ŞİZOFRENİ HASTALARININ NELER YAŞADIĞINI DENEYİMLEME İMKANI
Türkiyede bir ilk olan sergiyi ziyaret edenler bir şizofreni hastasının, hastalığın en yoğun döneminde neler hissettiğini deneyimlemeye imkan veren 'Empati Kabini'ni görebiliyor. Tamamen gürültüden yalıtılmış ve karanlık olan bu kabinde şizofreni hastalarında sıkça görülen görsel ve işitsel halüsinasyonların canlandırmaları yapılarak, onların neler yaşadıklarının ve hissettiklerinin daha iyi anlaşılabilmesi ve hastalarla empati yapılabilmesi amaçlanıyor.
HER 100 KİŞİDEN BİRİNDE GÖRÜLÜYOR
Sergide bulunan Dönen Yatak ve aynalar da ziyaretçilerin oldukça ilgisini çekiyor.
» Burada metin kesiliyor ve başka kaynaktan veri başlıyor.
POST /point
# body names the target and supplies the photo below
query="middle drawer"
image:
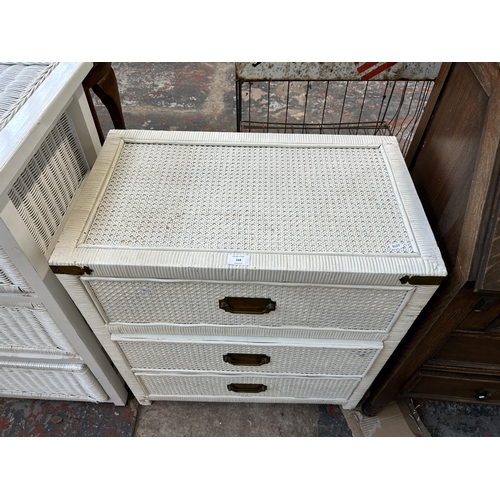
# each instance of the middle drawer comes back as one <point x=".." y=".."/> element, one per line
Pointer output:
<point x="339" y="358"/>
Dönen yatak, bilimsel kanıtların bulunmadığı ve hekimlerin ellerindeki tedavi yöntemlerinin kısıtlı olduğu dönemde, şizofreni hastalarının tedavi amacıyla nelere maruz kaldığını gösteren iyi bir örnek. 1850lerde şizofreni tedavisinde kullanılmış olan bu yöntemde, hasta ortadaki dönen bir mekanizmaya bağlı bir yatağa yatırılıyor ve bağlanıyordu. Daha sonra yatağın hızla döndürülmesiyle oluşan merkezkaç kuvvetiyle beyindeki kan basıncının artması ve hastanın dengesinin tekrar sağlanabilmesi amaçlanıyordu. Hastada bu sırada bulantı, boğulma hissi, korku ve bilinç kaybı gibi etkiler görülebiliyordu. Sergide, ziyaretçilerin bu deneyimi yaşayabilmeleri için daha yavaş dönen temsili bir mekanizma oluşturuldu.
Ayrıca sergi alanına dağınık olarak yerleştirilen insan formunda kesilmiş aynalarla, ziyaretçilere şizofreninin cinsiyet, ırk, kültür, eğitim, sosyal ve ekonomik sınıftan bağımsız olarak, herkesin hayatında bir olasılık olarak bulunduğu, toplumda yaklaşık her 100 kişiden birinde görülebildiği hatırlatılıyor. Görmezden Gelmeyelim - Tarih Öncesinden Günümüze Şizofreni Serüveni 20 Haziran tarihine kadar Pazar günleri hariç 09.00-18.00 saatleri arasında ücretsiz olarak gezilebilecek.